Monday, October 15, 2007

Breaking my Cherry...

Where to begin.
Since this is my first excursion into the blogisphere, I want it to be tremendous, on the off chance that somebody might actually read it.
First a little background. I'm 55 years old. Prior to November of 1998, I was a composer, a musician, a black belt in both karate and kickboxing and a part-time cab driver in New York City. At 12:30 a.m. on the sixth day of that month, two days before I was due to travel to Amsterdam with my then girlfriend and present wife, Johanna, I was broadsided by a drunk driver who turned out to be a New York City police officer and left quadriplegic.
The story was covered at some length by our good friend Mary Garafolo at Fox Five News and later on by Andrea Peyser of the New York Post. I got my 15 minutes the hard way. I will tell the complete story at some later date, when I'm in the mood to rehash the entire horrible episode for what must be eleven thousandth time.
What is relevant for me, and hopefully for the reader is the change the events of that night have made in my life.
I was left with a creative and existential void which I now am attempting to fill with a newly-discovered love for the written word as expressed through the art of creative writing.
I hope to bring some insight into what my life is like from my yet unfamiliar perspective as outsider/observer. I live in the West Village in New York City and can often be seen in Union Square or Washington Square Park, my nose seemingly buried in one book or another. Don't be fooled. You are in my sights.

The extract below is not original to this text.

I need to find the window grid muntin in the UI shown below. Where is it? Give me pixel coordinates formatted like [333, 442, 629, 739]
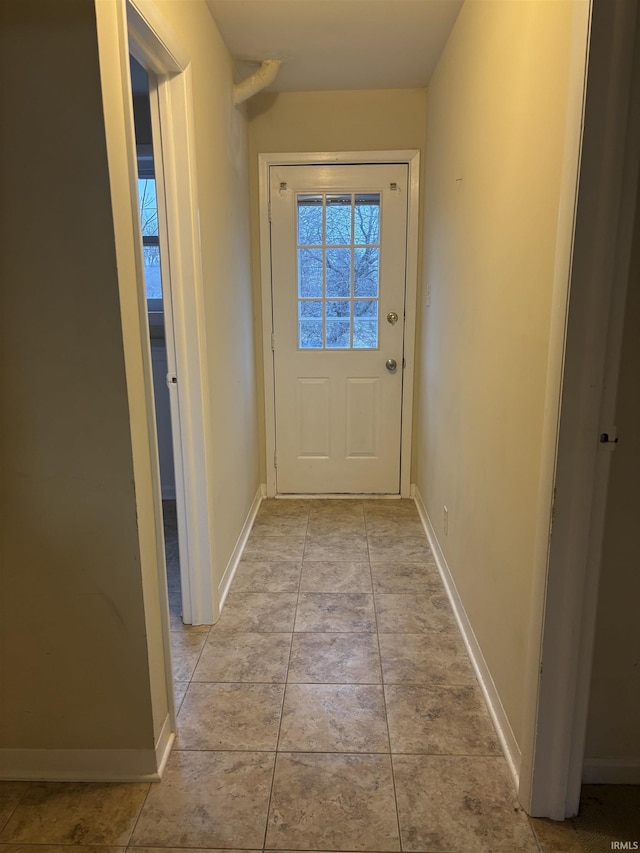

I would welcome an epistolary relationship with any fellow writery types i.e. anyone who knows what "epistolary" means.
Your friend, EG

2 comments:

drofulous said...

Had to look up epistolary--hope this doesn't disqualify me. Re: the rupturing of your genus Prunus, bearing a fleshy drupe with a bony stone; felicitations! May it bring an infinite bounty of hominids of scholarly attainment.

drofulous said...

My latest comment was re: "My Morning". Clear-eyed, take no prisoners, writing about the most horrible of events, yet you have to laugh out loud because of the way it's presented. Again, finish this as a book.